Pro-life group traces mail-order abortion pill to Mexico


Pro-life group traces mail-order abortion pill to Mexico

Concerned about easy and illegal access to the dangerous abortion pill, a pro-life organization has traced that access to a Mexico-based feminist group that is helping U.S. women obtain the dangerous two-step abortion.

American Life League, which has tracked abortions in the U.S. for years, is now monitoring chemical abortions with mifepristone, the fetus-killing abortion pill. ALL’s new focus on mifepristone comes after the pill has quickly become the most popular form of abortion in the U.S., accounting for two-thirds of abortions in 2023.

A chemical abortion is a two-pill process that induces a miscarriage in the womb. The first pill, mifepristone, ends the pregnancy by blocking progesterone, the pregnancy hormone, which kills the fetus. The second pill, misoprostol, induces the uterus to expel the now-dead fetus.  

Brown, Katie (ALL) Brown

Katie Brown, national director of American Life League, tells AFN the popularity of mifepristone led the pro-life group to study its origins. Already aware the mail-order abortion pill is skirting abortion laws in pro-life states, ALL discovered a Mexico-based abortion group is shipping the abortion pill to women all across the U.S.
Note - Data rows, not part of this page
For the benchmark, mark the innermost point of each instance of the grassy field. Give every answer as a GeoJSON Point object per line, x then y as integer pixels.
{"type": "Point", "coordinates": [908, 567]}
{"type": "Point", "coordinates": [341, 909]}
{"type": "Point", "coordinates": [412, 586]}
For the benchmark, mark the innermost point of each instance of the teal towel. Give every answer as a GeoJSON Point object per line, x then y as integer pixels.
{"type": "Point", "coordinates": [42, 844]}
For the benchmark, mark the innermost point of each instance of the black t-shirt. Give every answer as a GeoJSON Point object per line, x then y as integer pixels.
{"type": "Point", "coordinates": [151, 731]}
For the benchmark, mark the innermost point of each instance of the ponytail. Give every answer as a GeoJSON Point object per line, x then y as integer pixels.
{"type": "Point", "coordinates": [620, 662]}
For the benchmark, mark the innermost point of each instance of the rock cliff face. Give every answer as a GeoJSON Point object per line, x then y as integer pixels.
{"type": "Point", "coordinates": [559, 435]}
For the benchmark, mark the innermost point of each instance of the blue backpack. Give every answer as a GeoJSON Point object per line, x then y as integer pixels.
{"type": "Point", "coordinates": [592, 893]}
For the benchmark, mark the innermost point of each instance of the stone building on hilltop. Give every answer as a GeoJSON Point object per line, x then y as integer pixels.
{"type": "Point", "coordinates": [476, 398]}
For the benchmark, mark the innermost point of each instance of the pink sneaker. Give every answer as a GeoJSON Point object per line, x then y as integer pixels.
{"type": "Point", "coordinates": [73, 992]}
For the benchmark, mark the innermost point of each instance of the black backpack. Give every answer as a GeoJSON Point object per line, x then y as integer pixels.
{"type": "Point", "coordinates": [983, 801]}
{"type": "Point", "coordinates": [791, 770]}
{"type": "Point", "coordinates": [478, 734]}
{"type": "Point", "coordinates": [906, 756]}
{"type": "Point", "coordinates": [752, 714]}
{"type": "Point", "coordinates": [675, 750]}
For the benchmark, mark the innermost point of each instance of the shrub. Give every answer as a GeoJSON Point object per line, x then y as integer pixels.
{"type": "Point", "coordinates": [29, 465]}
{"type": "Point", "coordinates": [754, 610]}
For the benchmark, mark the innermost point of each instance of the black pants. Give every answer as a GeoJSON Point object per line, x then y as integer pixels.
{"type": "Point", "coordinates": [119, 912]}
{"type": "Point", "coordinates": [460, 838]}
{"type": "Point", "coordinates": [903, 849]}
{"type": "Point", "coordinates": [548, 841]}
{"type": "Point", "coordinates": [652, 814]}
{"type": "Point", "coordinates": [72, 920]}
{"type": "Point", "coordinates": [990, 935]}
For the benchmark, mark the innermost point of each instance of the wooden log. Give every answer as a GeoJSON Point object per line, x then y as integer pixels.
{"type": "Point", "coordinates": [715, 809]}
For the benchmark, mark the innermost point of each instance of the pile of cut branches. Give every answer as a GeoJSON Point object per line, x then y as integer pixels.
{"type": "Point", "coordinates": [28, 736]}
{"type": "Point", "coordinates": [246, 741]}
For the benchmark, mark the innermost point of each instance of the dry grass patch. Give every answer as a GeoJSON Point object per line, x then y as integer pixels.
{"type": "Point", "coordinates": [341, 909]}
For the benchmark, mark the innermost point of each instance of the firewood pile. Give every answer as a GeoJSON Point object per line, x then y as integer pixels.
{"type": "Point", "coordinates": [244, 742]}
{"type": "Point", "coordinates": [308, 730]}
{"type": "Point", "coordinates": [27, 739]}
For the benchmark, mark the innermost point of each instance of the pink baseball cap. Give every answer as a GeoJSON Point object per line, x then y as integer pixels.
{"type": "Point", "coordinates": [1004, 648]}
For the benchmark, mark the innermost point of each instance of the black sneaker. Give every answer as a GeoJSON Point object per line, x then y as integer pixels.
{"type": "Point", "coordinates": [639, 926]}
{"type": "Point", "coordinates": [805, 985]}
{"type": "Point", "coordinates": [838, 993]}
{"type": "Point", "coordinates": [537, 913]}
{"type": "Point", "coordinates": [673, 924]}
The abortion group is “Las Libres,” or The Free, which was founded in 2000. On its website, the organization describes itself as “feminist organization” that supports women in the U.S. who “lost their right to choose” when Roe v Wade was overturned in 2022.

Citing the Las Libres website, Brown says the group instructs women to create a fake email address and even wear a disguise when walking to the mailbox.

"It is just so blatantly illegal,” Brown complains, “and even going to the point that it's training women to do illegal activity with them.”

Two deaths blamed on pro-life laws

The abortion pill was in the news in recent weeks after the back-to-back deaths of two women in Georgia, Amber Thurman and Candi Miller.

A sympathetic ProPublica story about the women blamed their deaths on Georgia’s pro-life laws, claiming emergency room doctors left the women to die or risked violating state laws about surgical abortions.  

On the Las Libres website, AFN found instructions for a woman rushing to the emergency room:

Tell all intake and medical staff that you think you’re having a miscarriage.  Do not reveal that you took abortion medications—there is absolutely no way for them to know.  

The Pro-Publica story also downplayed the dangers of the abortion pill even though misoprostol failed to expel the fetal tissues and gave both women sepsis.

The story also acknowledges that Miller received her abortion pills online, though the origin is not mentioned. 

ALL's related report on Los Libres is "Beneath the Surface: Exposing the Abortion Pill Drug Cartel."